780 So. 2d 979 | Fla. Dist. Ct. App. | 2001
George L. ONETT, Appellant,
v.
Robert AHOLA and Geneva Maria Ahola, et al., Appellees.
District Court of Appeal of Florida, Fifth District.
*980 George L. Onett, Ocala, pro se.
Randy Fischer of Boehm, Brown, Seacrest, Fischer & LeFever, P.A., Ocala, for Appellees Aholas.
Gregory D. Jones and Collins M. Guyton of Rywant, Alvarez, Jones, Russo & Guyton, P.A., Tampa, for Appellee Stump.
PER CURIAM.
In this pro se appeal, George Onett argues that the trial court abused its discretion in reserving ruling on his motion for a continuance of trial and his motion for a sixty day stay of the proceedings at the time the court granted his counsel's motion to withdraw, and later granting Onett only a thirty day continuance of trial. We disagree and therefore affirm the summary judgment and dismissal orders entered in this case.

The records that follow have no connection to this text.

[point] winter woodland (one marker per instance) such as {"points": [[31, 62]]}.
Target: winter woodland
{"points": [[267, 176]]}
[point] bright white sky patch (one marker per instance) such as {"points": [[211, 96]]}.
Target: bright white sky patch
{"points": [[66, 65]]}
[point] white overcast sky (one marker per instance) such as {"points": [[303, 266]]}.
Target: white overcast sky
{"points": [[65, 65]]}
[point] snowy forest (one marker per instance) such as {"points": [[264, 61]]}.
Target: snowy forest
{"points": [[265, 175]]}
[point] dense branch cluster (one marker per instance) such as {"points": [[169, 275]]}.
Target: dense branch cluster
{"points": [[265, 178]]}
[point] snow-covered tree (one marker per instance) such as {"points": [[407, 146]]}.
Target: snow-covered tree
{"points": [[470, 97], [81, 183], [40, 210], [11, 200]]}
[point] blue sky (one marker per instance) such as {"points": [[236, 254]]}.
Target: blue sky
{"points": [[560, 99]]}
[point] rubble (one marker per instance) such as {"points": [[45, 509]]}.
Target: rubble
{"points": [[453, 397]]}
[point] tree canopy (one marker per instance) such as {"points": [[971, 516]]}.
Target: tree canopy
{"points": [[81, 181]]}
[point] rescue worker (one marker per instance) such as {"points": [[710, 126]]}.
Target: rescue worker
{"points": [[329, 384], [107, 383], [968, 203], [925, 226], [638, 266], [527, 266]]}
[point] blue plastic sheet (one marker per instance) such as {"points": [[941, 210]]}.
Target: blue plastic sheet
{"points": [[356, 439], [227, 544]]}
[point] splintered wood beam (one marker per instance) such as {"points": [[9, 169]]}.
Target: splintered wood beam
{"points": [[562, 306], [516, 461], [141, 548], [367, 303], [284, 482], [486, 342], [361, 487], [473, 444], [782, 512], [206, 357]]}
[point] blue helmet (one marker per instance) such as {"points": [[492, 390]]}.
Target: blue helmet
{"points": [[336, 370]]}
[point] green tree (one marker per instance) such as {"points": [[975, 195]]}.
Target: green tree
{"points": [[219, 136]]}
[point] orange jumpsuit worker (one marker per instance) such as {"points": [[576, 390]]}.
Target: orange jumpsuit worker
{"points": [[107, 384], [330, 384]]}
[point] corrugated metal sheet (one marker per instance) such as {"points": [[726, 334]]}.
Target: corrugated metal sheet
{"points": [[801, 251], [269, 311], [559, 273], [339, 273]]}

"A motion for continuance is addressed to the sound discretion of the trial court and, absent abuse of that discretion the court's decision will not be reversed on appeal." Ziegler v. Klein, 590 So. 2d 1066, 1067 (Fla. 4th DCA 1991). In determining whether the trial court abused its discretion in denying the motion, the appellate court must decide, among other things, whether the denial of the continuances created an injustice for the movant. Fleming v. Fleming, 710 So. 2d 601 (Fla. 4th DCA 1998). The abuse of discretion standard also applies to rulings on motions for stay. U .S. Borax, Inc. v. Forster, 764 So. 2d 24, 29 (Fla. 4th DCA 1999), rev. denied, 751 So. 2d 1255 (Fla.2000).
Onett has failed to articulate how the trial court's rulings have caused him prejudice, and we are unable to gleam any prejudice from the instant record since the court took no dispositive action during the five months following the date when Onett's counsel filed his motion to withdraw, and the case never went to trial because the court granted one appellee summary final judgment and the other appellee a dismissal based upon Onett's repeated failures to comply with explicit discovery orders. To the extent that Onett suggests that he had an absolute right to receive an unlimited stay or continuance of the proceedings unless or until he was able to secure replacement counsel, his argument fails. There is no absolute right to counsel in a civil proceeding. See State v. Weeks, 166 So. 2d 892 (Fla.1964). Accordingly, Onett has failed to meet his burden of demonstrating that the trial court abused its discretion.
AFFIRMED.
SHARP, W., PETERSON, and PALMER, JJ., concur.